# CarboNext 240mm sujihiki mini-review



## AddictforLife (Feb 17, 2012)

After using the CarboNext 240mm sujihiki for sometime now, I would like to do a brief review on it.

*Pro:*
Stainless
Very easy to sharpen
Maintain a very decent edge

*Con:*
Patina started to develop on one spot
to edge to curve for me.

The CarboNext is my first J-knives (real knife in general), so I have nothing to compare it with.

Let just start with the fit and finish. When I first unbox it, it was very shiny and doesn't look cheap in anyway. JCK pack it in some paper with the tip being protected by a plastic-like mini-sheath. The wood handle is very shiny, but after a day or two of use it become matte and wont attach much attention. The spine of the knife is somewhat polish, but the part above the heel is not polish at all. After a few week of use, I notice that the wood is not flush with the tang. Overall the fit-and finish is great and only upon closer inspection you notice these minor imperfection.

Holding the knife is somewhat comfortable. I noticed since the bolster is not rounded it is annoy when your finger happen to be in contact with it for a long period of time.

The stainless carbon on this knife is very easy to sharpen and maintain a very decent edge. Although it might feel a little dull over the period of a week, I don't feel like it is working against me. I only sharpen it with a 1k King stone, I would assume it would be alot better if you are sharpening it with better stone and technique. Compare to Nenox S1, it is a joy to sharpen.

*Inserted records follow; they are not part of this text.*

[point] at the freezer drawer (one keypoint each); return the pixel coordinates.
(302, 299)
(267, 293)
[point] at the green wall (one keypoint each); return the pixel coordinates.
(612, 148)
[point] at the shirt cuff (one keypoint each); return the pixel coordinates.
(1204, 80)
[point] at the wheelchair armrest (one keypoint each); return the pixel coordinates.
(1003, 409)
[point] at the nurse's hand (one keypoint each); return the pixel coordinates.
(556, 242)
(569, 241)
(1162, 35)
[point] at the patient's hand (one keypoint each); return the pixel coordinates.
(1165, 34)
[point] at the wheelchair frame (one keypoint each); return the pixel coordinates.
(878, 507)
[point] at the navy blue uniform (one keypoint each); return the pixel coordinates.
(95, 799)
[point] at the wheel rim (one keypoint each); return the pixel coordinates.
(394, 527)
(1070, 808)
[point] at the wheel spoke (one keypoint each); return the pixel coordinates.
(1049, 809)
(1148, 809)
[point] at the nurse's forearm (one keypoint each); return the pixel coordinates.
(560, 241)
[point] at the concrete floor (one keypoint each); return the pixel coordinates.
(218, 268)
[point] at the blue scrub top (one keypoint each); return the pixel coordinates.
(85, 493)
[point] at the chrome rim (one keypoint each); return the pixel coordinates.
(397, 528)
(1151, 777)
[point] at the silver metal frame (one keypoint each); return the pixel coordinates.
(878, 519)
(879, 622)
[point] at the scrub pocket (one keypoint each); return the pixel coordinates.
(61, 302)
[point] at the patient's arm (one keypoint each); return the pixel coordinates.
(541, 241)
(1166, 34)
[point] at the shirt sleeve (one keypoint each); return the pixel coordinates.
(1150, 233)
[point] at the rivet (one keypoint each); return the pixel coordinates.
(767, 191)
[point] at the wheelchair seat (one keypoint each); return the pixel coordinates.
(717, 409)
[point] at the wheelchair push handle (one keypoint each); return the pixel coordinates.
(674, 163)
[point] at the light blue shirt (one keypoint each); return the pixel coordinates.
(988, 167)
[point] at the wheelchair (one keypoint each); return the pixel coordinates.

Although I like the knife very well, it is not a perfect knife as I wanted it to be. A patina has started to form on the blade where you hold the knife, just where the blade meet the bolster. Other then that place, it hasn't develop a patina or rust anywhere else.
Second of all, the tip is too curve for me. I notice that I have started using the the potion just behind the edge more often. I like the tip on the Nenox S1 285mm suji better, which is narrower and only have a slight curve to it.


----------



## chazmtb (Feb 17, 2012)

Thanks for the review. It is a great knife for the value. I love the steel and have a gyuto of the same steel and the carbonext 300 suji. I may get a 240. With the right sharpening, and thinned bevels, this thing can get very sharp and retain its sharpness for a long time.
However, the steel is not stainless. It is somewhat semi stainless. It won't rust, but definitely not stainless. I will develop a gray matte finish with stain spots if you don't wipe your knife down.


----------



## tk59 (Feb 17, 2012)

Thanks for posting your review. What are you cutting with this knife? Are you using it for the same purpose as the S1?


----------



## AddictforLife (Feb 18, 2012)

Actually I use the 240mm sujihiki for 99% of everything in the sushibar. I don't own the S1, but it is use the sameway by a co-worker. However I find that my co-worker like to use my suji because the easier to sharpen (he hate sharpening knife), although the S1 hold a better and longer edge than my 240mm suji.


----------



## tk59 (Feb 18, 2012)

Thanks for the information. With regard to the "better and longer edge," is that your opinion, his opinion or both? I'm just curious because I've seen conflicting reports about Nenox edge holding performance. Thanks, again.


----------



## AddictforLife (Feb 18, 2012)

The s1 does seem to hold the edge better than the carbonext. It's stainless and seem to have so magnet in the steel. Since we only sharpen on a *
* stone, I would assume it would even be more noticeable if you use a higher git stone. The joy of semi-stainless carbon like carbonext is the ease to sharpen. if I was not on budget I would get two konosuke sujihiki. It seem s1 take at least twice the effort and time, it could be all perception.


----------



## tk59 (Feb 18, 2012)

Thanks again. As far as holding a finer edge, it's hard to say. Most stainless isn't that good at holding a very fine edge.


----------